Flores began her political career by founding the Círculo Bolivariano de los Derechos Humanos in 1993 and joining Chávez’s MBR-200 Bolivarian Movement, which later evolved into the United Socialist Party of Venezuela (PSUV). She was a member of the National Assembly in 2000 and 2005, becoming the first woman to preside over the parliament in 2006. In parallel, she held key roles in the PSUV, serving as vice president of the party between 2009 and 2011.

Since Maduro came to power, with whom she has raised four children, none of whom shared a common life, Flores has been a prominent figure in Chavismo. She accompanies Maduro in his public events and plays a symbolic maternal and supportive role in the regime. She even had a television program, called Con Cilia en familia , in which she sought to highlight family and revolutionary values, although it was widely criticized by the media and the opposition.

Controversies at Miraflores Palace

Throughout her political career, Flores has been surrounded by controversy, from allegations of nepotism to her frequent absence from parliament. In 2018, she was singled out by Canada and the United States for her closeness to Maduro and her role in consolidating the regime’s power. In response, Maduro asked that the attacks be directed at him and not his wife.

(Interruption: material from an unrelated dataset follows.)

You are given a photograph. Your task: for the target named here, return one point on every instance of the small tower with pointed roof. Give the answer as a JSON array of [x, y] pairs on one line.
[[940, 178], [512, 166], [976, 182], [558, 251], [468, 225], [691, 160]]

Another dispute occurred during his administration in the National Assembly, where he faced criticism for nepotism when hiring relatives and friends in the public administration, something he defended by arguing that they had entered because of «their own qualities.»

But the scandal that reached higher than the presidential palace of Miraflores was the arrest of his nephews for allegedly trying to distribute 800 kilos of cocaine in the United States. Better known as the «narco-nephews», Efraín Campos Flores and Francisco Flores de Freitas were arrested in November 2015 in Haiti and found guilty by the US justice system, with a sentence of 18 years in prison, although Cilia described their arrest as a «kidnapping».